Converting IP Address in web Server Log File to Host Name

Keywords: DNS

Requirement: Convert ip address in log file to host name

The format of the log file is as follows:

10.100.122.132 - [17/Jun/2013:22:53:58] "GET /bgs/greenbg.gif HTTP 1.1" 200 50

10.100.122.133 - [17/Jun/2013:22:53:58] "GET /bgs/redbg.gif HTTP 1.1" 200 50

Effect after conversion

PC-20161220MYVT  - [17/Jun/2013:22:53:58] "GET /bgs/greenbg.gif HTTP 1.1" 200 50

sog  - [17/Jun/2013:22:53:58] "GET /bgs/redbg.gif HTTP 1.1" 200 50

 

Solution 1: Sequential Processing

public class MainThread {
    public static void main(String[] args) {
        try (BufferedReader in = new BufferedReader(
                new InputStreamReader(new FileInputStream("a.txt"), "UTF-8"));
        BufferedWriter bw = new BufferedWriter(new FileWriter("a_01.txt",true))) {
            for (String entry = in.readLine(); entry != null; entry = in.readLine()) {
                int index = entry.indexOf(' ');
                String address = entry.substring(0, index);
                String theRest = entry.substring(index);
                String hostname = InetAddress.getByName(address).getHostName();
                bw.append(hostname + " " + theRest);
                bw.newLine();
            }
        } catch (UnsupportedEncodingException e) {
            e.printStackTrace();
        } catch (FileNotFoundException e) {
            e.printStackTrace();
        } catch (IOException e) {
            e.printStackTrace();
        }
    }
}

Problem: The program spends a lot of time waiting for a DNS return request and does nothing during that time.

Solution 2: Using Thread Pool

A main thread reads the log file and uses the thread pool to pass each log item (each line) to other threads for processing.
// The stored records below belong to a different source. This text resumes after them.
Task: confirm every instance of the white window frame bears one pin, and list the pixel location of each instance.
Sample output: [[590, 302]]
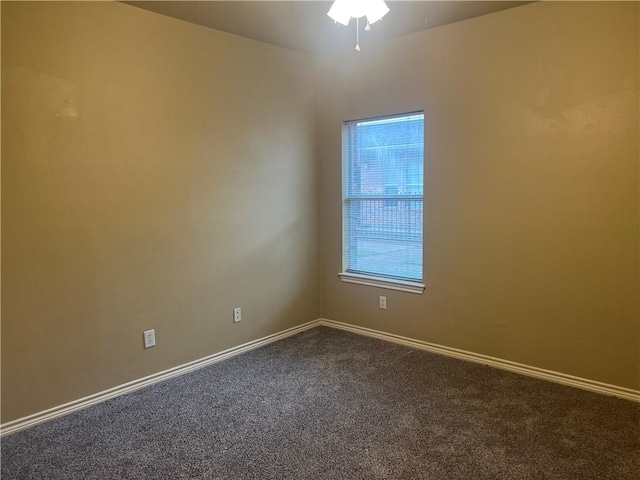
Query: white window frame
[[373, 280]]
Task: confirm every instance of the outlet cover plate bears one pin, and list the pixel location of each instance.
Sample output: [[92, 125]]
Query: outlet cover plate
[[149, 338]]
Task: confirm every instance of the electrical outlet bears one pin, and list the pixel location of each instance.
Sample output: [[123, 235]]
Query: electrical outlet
[[149, 338], [383, 302]]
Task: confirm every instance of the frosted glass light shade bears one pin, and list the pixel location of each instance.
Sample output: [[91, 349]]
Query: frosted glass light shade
[[342, 10]]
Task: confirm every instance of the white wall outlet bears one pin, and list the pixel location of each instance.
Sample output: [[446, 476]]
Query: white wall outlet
[[383, 302], [149, 338]]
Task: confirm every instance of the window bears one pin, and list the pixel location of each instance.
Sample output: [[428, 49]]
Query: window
[[383, 161]]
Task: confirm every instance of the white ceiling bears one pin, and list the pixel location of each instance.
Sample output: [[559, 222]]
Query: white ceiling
[[304, 25]]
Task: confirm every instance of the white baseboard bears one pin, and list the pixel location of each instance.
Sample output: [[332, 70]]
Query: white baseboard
[[74, 406], [557, 377]]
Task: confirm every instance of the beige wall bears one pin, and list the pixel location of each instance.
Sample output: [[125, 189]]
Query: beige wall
[[531, 203], [155, 174]]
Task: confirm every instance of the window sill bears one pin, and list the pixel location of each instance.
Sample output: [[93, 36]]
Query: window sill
[[388, 283]]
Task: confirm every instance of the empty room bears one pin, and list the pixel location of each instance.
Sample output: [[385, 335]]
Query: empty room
[[320, 240]]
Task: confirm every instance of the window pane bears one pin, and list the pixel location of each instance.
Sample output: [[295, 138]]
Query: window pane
[[384, 188], [385, 237]]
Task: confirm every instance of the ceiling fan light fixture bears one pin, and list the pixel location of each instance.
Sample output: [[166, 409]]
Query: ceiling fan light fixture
[[342, 10]]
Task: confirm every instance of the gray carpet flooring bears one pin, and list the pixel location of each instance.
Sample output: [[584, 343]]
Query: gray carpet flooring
[[327, 404]]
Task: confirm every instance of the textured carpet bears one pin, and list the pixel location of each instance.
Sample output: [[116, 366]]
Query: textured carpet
[[327, 404]]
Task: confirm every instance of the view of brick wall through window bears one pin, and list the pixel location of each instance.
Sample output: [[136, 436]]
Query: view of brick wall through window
[[384, 189]]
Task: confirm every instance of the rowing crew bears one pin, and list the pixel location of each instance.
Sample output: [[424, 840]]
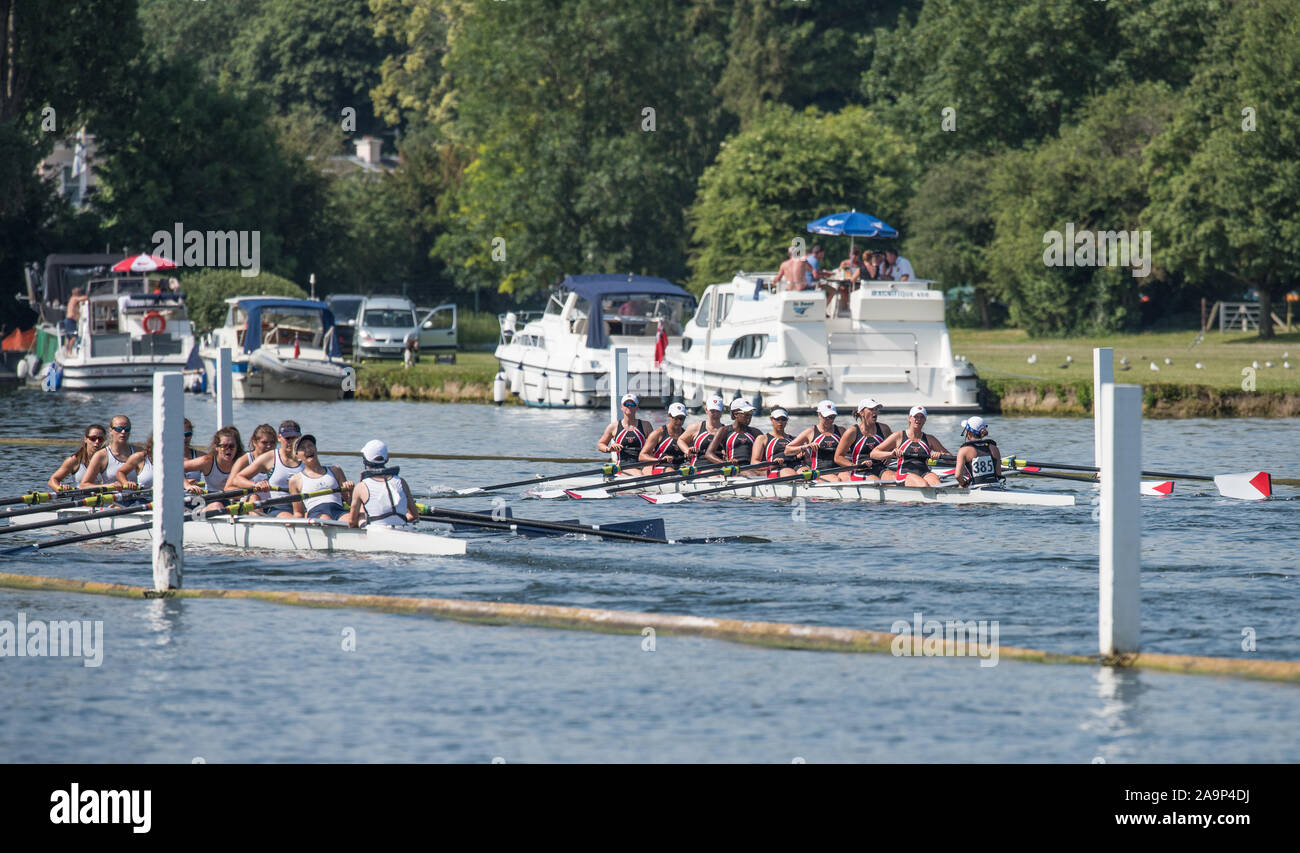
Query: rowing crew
[[869, 450], [282, 459]]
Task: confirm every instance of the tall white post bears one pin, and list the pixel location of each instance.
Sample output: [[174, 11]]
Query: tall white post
[[168, 481], [1121, 520], [225, 393], [1103, 373], [618, 382]]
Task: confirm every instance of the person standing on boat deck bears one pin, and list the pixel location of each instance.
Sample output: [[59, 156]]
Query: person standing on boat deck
[[979, 462], [735, 442], [313, 477], [822, 440], [913, 449], [220, 462], [625, 437], [697, 438], [103, 466], [859, 440], [774, 447], [662, 447], [278, 464], [76, 466], [381, 494]]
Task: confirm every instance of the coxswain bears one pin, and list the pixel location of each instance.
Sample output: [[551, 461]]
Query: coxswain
[[859, 440], [774, 447], [662, 449], [103, 467], [819, 442], [736, 442], [216, 466], [697, 437], [381, 496], [911, 449], [76, 466], [278, 464], [625, 438], [979, 462], [315, 477]]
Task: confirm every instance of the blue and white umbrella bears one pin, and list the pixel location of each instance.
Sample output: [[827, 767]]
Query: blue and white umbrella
[[852, 224]]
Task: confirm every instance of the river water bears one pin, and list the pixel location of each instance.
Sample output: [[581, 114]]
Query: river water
[[228, 680]]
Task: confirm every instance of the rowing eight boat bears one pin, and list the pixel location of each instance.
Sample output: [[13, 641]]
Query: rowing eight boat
[[863, 492], [277, 533]]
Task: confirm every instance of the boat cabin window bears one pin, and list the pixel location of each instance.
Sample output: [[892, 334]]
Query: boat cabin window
[[281, 327], [638, 315], [749, 346]]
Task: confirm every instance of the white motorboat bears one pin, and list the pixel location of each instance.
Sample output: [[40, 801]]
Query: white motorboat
[[281, 535], [281, 349], [878, 338], [563, 356]]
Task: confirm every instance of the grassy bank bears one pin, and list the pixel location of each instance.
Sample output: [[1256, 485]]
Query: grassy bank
[[1225, 385], [467, 381]]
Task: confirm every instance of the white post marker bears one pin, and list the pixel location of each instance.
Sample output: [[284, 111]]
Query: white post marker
[[1103, 373], [168, 481], [1119, 553], [225, 392]]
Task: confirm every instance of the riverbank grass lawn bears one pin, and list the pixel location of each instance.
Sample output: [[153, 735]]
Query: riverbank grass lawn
[[1002, 354]]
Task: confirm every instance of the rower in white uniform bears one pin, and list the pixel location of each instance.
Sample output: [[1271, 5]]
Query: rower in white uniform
[[74, 467], [278, 464], [315, 477], [381, 497], [103, 466]]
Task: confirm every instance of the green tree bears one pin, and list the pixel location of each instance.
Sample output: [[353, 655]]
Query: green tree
[[787, 169], [1226, 176], [1091, 176]]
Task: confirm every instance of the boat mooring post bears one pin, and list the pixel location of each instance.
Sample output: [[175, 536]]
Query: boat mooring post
[[618, 382], [1119, 554], [168, 481], [225, 393], [1103, 373]]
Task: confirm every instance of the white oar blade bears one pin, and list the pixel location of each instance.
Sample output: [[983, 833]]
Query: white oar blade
[[1252, 485], [590, 494], [664, 498]]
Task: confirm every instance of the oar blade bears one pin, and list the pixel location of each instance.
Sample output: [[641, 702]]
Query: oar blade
[[1252, 485]]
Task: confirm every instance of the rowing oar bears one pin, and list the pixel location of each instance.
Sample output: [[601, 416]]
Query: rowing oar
[[44, 497], [524, 525], [675, 475], [109, 514], [1252, 485], [135, 528], [742, 484], [103, 498]]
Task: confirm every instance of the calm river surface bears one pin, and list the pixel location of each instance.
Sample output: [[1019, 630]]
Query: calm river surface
[[247, 682]]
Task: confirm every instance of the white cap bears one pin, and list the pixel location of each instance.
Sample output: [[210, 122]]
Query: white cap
[[375, 450], [741, 405]]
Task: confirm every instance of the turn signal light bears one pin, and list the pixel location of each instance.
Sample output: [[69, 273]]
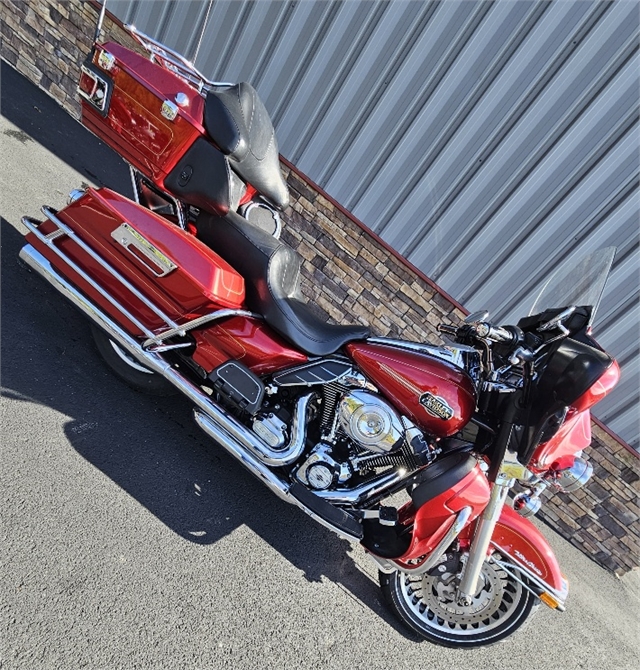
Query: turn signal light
[[549, 600]]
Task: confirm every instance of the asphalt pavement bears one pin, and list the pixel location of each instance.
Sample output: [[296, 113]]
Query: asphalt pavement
[[130, 540]]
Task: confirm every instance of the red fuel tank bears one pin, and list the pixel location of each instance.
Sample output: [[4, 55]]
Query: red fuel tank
[[436, 395]]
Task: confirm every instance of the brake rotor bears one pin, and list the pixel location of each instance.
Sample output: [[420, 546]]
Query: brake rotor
[[439, 593]]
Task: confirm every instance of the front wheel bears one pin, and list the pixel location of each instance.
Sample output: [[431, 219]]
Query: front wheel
[[428, 604]]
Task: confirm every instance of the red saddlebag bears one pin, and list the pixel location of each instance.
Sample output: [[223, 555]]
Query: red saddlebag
[[178, 277]]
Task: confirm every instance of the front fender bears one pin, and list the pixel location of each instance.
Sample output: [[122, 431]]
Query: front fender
[[517, 539]]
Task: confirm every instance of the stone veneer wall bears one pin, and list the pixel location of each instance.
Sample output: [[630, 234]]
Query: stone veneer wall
[[349, 273]]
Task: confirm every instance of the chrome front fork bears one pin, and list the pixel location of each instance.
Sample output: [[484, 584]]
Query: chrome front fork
[[481, 539]]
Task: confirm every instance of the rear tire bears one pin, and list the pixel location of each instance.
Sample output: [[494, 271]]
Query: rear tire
[[129, 369], [426, 604]]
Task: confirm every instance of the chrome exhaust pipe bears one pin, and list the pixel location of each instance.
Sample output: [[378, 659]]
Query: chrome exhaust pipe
[[239, 441]]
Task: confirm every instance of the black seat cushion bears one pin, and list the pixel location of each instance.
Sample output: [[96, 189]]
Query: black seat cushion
[[237, 121], [271, 270]]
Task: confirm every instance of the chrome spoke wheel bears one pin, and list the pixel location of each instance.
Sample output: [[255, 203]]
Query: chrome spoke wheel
[[429, 604]]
In this way, due to the time-consuming DNS transformation, other threads can be executed when blocked (if DNS transformation is not time-consuming, then there is no need to use multithreading). Note that the main threads are still executed sequentially, and future s are returned sequentially in the order of reading.

2.1          DNSResolverTask

public class DNSResolverTask implements Callable<String> {

    private String line;
    public DNSResolverTask(String line) {
        this.line = line;
    }
    @Override
    public String call() {
        try {
            // separate out the IP address
            int index = line.indexOf(' ');
            String address = line.substring(0, index);
            String theRest = line.substring(index);
            //Many visitors request multiple pages when they visit the site.
            //DNS lookup is expensive, and it is not appropriate to do so if every website is searched every time it appears in a log file.
            //The InetAddress class caches the requested address. If the same address is requested again, it can be retrieved from the cache much faster than from DNS.
            String hostname = InetAddress.getByName(address).getHostName();
            return hostname + " " + theRest;
        } catch (Exception ex) {
            return line;
        }
    }
}

2.2          MainThread

public class MainThread {

    private final static int NUM_THREADS = 4;

    public static void main(String[] args) throws IOException {
        ExecutorService executor = Executors.newFixedThreadPool(NUM_THREADS);
        Queue<LogEntry> results = new LinkedList<LogEntry>();

        try (BufferedReader in = new BufferedReader(
                new InputStreamReader(new FileInputStream("a.txt"), "UTF-8"))) {
            //The main thread reads file items much faster than each thread parses domain names and ends them.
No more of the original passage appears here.